Il convient d'accorder une attention particuliére à la protection des investissements et aux répercussions sur la politique gouvernementale.

Répondant à des questions sur la protection des investissements, le négociateur en chef du Canada a déclaré : « En fait, nous n'avons pas beaucoup progressé sur cette question, car l'UE n'a obtenu que récemment le mandat de ses états membres de négocier dans le domaine de la protection des investissements [...] à certains égards, le point de vue de l'UE relativement à la protection des investissements est différent du nôtre. » (6 octobre 2011, p. 7)

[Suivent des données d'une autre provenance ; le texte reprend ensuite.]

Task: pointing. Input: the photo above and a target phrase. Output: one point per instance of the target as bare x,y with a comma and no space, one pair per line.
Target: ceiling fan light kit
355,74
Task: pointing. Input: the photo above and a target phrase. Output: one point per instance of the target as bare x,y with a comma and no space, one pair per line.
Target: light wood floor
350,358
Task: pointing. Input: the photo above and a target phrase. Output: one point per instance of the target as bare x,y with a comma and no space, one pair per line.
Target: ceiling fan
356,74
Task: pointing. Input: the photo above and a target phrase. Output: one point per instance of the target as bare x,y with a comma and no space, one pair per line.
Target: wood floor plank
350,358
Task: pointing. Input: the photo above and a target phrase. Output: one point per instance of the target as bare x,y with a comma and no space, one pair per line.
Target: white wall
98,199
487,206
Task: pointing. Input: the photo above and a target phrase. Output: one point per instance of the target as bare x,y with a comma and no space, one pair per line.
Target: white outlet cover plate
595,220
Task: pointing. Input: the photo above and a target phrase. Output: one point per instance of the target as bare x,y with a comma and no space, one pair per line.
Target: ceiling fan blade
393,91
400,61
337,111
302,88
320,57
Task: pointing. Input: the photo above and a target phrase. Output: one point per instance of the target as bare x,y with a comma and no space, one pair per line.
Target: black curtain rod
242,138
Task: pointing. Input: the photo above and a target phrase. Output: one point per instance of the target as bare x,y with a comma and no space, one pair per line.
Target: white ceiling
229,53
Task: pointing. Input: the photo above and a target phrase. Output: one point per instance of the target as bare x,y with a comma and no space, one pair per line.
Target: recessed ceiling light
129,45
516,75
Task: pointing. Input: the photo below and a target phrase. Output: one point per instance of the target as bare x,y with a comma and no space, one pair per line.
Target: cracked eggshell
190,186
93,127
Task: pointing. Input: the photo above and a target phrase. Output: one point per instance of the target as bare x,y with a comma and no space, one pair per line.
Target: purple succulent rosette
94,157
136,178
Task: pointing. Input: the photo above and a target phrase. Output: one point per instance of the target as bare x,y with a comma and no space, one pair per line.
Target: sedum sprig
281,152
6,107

Ce qui devrait nous préoccuper, ce sont les questions qu'a soulevées M. Scott Sinclair à l'occasion de son témoignage devant le comité :

« Les accords relatifs aux droits des investisseurs, comme le chapitre 11 de l’ALENA, vont bien au-delà du traitement équitable. Ils confèrent des droits spéciaux aux investissements étrangers qui leur permettent de contourner les systèmes judiciaires nationaux […] Tôt dans les négociations de l’AECG, le Canada a proposé le gabarit du chapitre 11 de l’ALENA. L’UE a maintenant répondu, depuis peu de fait, et sous la pression de quelques états membres; elle a réclamé un accord comportant des protections des investissements encore plus solides, à certains égards, que celles prévues dans l’ALENA. Elle insiste aussi sur la conformité totale des provinces et des municipalités. Aux termes de la règle de la nation la plus favorisée de l’ALENA, toute concession accordée à des investisseurs européens dans le cadre de l’AECG est automatiquement consentie aux investisseurs américains et mexicains. » (17 novembre 2011, p. 10)

Recommandation 8

Que le comité demande au gouvernement de lui fournir des éclaircissements quant à l'état des négociations ou tout accord final conclu en matiére de protection des investissements avant de présenter l'accord final au Parlement aux fins de ratification.

Conclusion

Le ministre du Commerce international a déclaré devant le comité que les négociations entourant l'AECG étaient « de loin les pourparlers en matiére de commerce les plus importants pour le Canada depuis la signature de l'ALENA ». (6 octobre 2011, p. 1)

Le peu de temps qu'a consacré ce comité à l'examen de cet accord est de nature à inquiéter quiconque s'intéresse un tant soit peu à l'AECG.

Les motivations stratégiques qui sous-tendent le programme de développement du commerce international du gouvernement du Canada demeurent floues, de sorte que l'apparente volonté de négocier et de conclure des accords de libre-échange n'a d'autre objectif que celui d'arriver à une entente, coûte que coûte, ce qui est trés préoccupant.